Ob Bundestagswahl, Landtagswahlen oder die Midterm-Wahlen in den USA: Was bestimmt eigentlich, welche Politiker dabei Erfolg haben? Sind es wirklich nur die Parteizugehörigkeit oder die politischen Versprechungen? Nicht unbedingt. Denn unsere Wahlentscheidung wird oft stärker von Äußerlichkeiten beeinflusst, als wir vielleicht denken.
NPO, 22.10.2018

Da die allermeisten Menschen Werbung wenig Zeit und Aufmerksamkeit schenken, fokussiert diese auf optische Reize und nicht so sehr auf Inhalte. Auf Wahlplakaten stehen daher meist Personen und nicht Slogans im Mittelpunkt.

iStock.com, MichaelJay

Es ist kein Zufall, dass auf vielen Wahlplakaten Gesichter zu sehen sind. Denn das Aussehen eines Politikers oder einer Politikerin kann durchaus eine Rolle bei der Wahlentscheidung spielen – vor allem dann, wenn die Wähler eher unschlüssig sind oder sich die Inhalte von Parteien nur wenig unterscheiden. Ebenfalls wichtig ist das Charisma – jene schwer zu greifende Fähigkeit, Menschen zu packen und am besten noch mit der Stimme sozusagen einzuwickeln.

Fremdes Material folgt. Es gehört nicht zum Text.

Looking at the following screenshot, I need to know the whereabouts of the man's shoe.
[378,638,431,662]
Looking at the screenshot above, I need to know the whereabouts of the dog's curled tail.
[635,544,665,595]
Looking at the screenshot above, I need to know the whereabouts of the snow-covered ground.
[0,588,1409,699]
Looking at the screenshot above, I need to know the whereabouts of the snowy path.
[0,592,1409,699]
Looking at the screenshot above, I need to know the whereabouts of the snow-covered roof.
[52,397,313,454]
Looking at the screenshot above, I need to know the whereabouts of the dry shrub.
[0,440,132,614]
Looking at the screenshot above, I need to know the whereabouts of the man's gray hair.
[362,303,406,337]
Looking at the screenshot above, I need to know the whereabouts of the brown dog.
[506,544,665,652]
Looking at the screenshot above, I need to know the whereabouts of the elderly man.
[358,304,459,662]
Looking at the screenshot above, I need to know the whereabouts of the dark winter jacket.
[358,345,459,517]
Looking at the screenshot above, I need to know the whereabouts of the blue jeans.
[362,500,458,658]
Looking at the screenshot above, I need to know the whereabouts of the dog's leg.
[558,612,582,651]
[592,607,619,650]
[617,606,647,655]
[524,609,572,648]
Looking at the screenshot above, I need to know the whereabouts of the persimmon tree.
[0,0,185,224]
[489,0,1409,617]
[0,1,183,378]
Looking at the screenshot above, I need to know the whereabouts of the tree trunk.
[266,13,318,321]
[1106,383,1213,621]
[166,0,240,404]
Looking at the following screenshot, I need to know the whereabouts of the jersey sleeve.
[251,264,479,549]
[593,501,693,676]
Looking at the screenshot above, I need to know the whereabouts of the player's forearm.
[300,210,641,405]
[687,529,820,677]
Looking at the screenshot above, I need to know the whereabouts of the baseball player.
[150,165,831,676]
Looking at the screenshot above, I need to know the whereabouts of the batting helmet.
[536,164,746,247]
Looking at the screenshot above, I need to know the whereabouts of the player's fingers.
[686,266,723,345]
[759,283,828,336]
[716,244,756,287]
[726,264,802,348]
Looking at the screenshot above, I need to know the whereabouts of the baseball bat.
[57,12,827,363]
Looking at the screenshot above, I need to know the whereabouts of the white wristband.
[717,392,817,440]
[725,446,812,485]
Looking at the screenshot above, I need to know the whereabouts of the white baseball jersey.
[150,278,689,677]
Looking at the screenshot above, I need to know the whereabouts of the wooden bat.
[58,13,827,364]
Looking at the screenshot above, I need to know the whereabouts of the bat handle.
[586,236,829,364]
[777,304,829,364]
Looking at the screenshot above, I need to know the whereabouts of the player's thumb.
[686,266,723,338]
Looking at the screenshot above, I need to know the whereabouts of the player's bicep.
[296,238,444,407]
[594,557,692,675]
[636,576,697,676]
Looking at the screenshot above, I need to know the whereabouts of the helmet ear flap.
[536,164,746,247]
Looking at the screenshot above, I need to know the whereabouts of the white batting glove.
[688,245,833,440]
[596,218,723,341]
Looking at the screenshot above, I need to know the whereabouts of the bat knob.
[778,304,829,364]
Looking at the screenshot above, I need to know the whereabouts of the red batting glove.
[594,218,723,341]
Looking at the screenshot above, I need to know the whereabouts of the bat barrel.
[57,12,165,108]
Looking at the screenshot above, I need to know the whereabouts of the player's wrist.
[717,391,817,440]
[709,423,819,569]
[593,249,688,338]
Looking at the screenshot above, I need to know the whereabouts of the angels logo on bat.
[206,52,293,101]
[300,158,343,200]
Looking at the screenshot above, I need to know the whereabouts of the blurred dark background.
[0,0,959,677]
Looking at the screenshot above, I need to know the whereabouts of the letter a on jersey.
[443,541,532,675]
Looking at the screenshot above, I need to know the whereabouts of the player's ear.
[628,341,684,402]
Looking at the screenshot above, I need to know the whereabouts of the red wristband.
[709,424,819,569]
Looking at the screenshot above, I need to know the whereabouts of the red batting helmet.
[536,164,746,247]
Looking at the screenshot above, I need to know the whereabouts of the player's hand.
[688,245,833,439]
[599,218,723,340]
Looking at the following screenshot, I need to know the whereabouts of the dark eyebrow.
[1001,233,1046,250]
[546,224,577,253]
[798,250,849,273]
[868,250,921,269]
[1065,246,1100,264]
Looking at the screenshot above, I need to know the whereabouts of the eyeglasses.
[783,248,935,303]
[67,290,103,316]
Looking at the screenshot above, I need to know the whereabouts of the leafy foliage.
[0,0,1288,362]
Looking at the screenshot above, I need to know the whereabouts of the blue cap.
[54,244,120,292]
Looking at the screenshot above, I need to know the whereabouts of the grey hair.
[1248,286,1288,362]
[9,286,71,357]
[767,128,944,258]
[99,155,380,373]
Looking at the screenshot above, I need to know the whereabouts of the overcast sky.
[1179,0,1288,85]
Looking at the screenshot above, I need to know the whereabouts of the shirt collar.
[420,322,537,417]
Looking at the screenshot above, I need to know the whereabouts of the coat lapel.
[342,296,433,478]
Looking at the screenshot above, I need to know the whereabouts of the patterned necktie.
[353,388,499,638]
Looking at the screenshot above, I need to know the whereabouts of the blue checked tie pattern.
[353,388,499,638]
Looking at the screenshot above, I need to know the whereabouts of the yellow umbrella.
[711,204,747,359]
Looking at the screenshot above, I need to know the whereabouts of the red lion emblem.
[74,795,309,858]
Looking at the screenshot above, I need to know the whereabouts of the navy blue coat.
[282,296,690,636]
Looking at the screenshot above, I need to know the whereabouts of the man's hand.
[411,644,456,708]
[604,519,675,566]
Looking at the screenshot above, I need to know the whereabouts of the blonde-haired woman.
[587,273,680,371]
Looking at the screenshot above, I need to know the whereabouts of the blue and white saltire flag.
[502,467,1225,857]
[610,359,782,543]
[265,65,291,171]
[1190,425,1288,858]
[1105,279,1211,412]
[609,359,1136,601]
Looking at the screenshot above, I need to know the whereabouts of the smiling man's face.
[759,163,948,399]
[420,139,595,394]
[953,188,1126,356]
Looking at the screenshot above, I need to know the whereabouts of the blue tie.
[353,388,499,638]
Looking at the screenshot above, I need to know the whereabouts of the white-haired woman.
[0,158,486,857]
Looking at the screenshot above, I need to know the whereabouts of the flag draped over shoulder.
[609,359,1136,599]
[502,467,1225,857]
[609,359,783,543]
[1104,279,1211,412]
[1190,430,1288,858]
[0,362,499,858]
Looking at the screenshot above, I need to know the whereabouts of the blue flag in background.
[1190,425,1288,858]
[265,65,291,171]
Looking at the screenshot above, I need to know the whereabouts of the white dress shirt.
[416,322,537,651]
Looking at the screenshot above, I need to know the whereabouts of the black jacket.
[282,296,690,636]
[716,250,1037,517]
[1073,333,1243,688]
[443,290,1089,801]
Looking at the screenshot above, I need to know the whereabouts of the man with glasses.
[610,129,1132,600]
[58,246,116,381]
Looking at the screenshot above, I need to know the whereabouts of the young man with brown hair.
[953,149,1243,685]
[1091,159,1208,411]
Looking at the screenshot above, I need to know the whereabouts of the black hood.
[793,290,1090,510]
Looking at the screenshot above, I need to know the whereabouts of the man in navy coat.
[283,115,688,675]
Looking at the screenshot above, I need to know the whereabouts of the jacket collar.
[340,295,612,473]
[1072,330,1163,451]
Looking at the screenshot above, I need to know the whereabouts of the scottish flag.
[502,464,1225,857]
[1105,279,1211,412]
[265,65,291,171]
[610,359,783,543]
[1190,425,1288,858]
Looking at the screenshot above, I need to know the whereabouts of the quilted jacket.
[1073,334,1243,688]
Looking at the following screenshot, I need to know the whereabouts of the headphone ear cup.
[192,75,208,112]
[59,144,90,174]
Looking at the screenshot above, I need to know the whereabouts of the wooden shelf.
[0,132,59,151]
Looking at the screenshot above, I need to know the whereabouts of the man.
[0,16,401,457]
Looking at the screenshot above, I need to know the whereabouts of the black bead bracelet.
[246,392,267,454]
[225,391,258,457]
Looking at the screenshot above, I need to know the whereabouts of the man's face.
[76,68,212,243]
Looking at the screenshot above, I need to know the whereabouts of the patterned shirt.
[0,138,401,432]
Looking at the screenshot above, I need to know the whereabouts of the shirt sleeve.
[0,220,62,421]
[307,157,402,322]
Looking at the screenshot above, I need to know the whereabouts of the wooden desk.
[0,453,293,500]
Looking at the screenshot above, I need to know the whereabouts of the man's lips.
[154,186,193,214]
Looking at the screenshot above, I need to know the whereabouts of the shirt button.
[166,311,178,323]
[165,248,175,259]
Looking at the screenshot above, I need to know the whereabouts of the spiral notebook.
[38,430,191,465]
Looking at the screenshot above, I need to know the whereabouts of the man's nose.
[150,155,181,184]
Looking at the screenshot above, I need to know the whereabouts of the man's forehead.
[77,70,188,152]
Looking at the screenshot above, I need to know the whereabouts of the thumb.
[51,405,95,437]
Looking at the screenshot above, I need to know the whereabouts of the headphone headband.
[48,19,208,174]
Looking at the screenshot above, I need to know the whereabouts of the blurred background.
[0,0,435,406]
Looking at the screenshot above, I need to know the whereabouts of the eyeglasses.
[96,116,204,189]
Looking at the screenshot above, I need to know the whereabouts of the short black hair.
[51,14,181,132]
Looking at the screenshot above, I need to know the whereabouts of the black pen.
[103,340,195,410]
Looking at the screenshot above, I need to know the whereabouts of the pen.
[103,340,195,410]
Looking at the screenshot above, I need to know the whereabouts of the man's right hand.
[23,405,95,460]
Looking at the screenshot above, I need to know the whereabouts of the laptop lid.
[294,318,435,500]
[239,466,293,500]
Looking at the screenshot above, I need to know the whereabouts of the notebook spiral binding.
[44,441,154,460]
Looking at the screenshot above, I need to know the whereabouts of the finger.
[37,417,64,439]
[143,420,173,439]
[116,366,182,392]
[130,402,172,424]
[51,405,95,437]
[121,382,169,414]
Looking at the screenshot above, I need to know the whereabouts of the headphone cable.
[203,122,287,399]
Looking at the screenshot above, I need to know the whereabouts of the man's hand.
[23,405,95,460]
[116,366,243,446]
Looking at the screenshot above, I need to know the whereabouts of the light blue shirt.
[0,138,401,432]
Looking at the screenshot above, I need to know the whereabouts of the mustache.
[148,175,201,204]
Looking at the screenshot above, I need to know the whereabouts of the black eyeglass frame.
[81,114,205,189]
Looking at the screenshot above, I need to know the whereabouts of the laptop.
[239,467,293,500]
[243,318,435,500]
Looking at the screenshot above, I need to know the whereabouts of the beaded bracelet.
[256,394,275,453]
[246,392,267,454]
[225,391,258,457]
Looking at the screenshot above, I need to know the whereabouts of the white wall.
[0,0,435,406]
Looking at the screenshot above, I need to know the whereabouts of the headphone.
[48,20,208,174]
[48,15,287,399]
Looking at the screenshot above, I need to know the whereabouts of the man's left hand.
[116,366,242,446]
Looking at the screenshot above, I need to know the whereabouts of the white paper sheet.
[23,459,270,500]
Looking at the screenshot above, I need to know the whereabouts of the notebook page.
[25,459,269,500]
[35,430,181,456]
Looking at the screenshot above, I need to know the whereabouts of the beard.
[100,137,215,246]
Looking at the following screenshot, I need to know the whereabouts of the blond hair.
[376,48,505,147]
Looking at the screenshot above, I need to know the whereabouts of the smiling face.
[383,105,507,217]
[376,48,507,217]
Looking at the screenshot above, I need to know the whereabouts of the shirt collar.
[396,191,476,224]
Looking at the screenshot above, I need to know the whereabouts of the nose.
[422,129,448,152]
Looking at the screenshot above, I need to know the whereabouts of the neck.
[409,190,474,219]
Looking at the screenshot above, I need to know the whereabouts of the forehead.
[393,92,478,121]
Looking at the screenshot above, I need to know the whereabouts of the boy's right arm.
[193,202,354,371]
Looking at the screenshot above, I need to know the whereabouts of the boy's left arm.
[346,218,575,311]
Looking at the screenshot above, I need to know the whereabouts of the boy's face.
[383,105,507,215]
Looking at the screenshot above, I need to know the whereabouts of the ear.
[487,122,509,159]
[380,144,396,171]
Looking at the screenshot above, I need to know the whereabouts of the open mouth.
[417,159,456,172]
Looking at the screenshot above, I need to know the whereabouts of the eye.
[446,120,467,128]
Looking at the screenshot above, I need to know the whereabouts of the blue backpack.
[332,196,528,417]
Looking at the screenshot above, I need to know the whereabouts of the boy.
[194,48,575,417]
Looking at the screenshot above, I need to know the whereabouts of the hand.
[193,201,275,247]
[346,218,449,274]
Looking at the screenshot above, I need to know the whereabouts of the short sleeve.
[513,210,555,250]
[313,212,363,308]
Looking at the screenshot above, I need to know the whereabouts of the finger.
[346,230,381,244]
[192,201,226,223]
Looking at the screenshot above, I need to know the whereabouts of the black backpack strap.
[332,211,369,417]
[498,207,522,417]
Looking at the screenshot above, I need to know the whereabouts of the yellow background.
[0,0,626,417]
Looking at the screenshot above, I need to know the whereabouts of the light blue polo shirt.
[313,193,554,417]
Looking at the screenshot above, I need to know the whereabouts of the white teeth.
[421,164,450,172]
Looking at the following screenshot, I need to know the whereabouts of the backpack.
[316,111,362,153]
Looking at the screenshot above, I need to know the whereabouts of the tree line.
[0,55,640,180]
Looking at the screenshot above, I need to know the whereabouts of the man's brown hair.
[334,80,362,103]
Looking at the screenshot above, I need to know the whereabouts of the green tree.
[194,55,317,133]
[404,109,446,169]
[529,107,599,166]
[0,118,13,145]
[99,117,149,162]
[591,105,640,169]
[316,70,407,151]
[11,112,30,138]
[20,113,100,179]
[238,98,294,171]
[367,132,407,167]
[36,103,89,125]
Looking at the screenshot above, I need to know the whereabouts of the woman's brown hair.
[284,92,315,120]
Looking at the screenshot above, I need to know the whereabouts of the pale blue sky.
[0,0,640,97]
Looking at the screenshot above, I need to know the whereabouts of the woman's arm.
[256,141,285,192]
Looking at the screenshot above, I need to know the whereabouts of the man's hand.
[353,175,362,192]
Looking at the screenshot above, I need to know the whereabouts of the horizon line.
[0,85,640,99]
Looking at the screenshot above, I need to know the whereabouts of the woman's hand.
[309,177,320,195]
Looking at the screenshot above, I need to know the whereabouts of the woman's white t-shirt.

Wahl nach bloßem Augenschein?

Aber lassen wir uns wirklich so sehr von Äußerlichkeiten verleiten – sogar bei so etwas Wichtigem wie einer Wahl? Die Antwort ist ja. Das belegt unter anderem Studie, die Forscher im Jahr 2016 durchgeführt haben. Dafür zeigten sie ihren Versuchspersonen Portraitbilder von Politikern, die für den US-Senat kandidiert hatten. Die Probanden sollten nun jeweils angeben, für wie vertrauenswürdig, kompetent, attraktiv und "milchgesichtig" sie die Politiker hielten – und ob sie denjenigen wählen würden.

Das Ergebnis zeigte: Die Kandidaten, deren Gesichter nach Einschätzung der Versuchspersonen Kompetenz ausstrahlten, waren auch diejenigen, die tatsächlich bei der Wahl Erfolg hatten. Allein das kompetente Aussehen reicht vielen Wählern offenbar schon aus, um diesen Politikern ihre Stimme zu geben. Wer zwar kompetent ist, aber nicht danach aussieht, hat dagegen kaum Chancen.

Ähnliches gilt auch für Politikerinnen – auch bei ihnen zählt das Aussehen. Sie profitieren allerdings eher von einem klassisch weiblich-femininen Aussehen, wie eine Auswertung der US-Kongress- und Gouverneurswahlen von 1998 bis 2010 kürzlich ergab. Das Ergebnis: Je femininer das Gesicht einer Frau erscheint, desto mehr Stimmen erhält sie. Trägt ihr Gesicht dagegen eher herbere, maskuline Züge, hat sie schlechte Karten.

Drei aktuelle US-Senatoren – Verdanken sie einen Teil ihres Erfolges auch dem Aussehen?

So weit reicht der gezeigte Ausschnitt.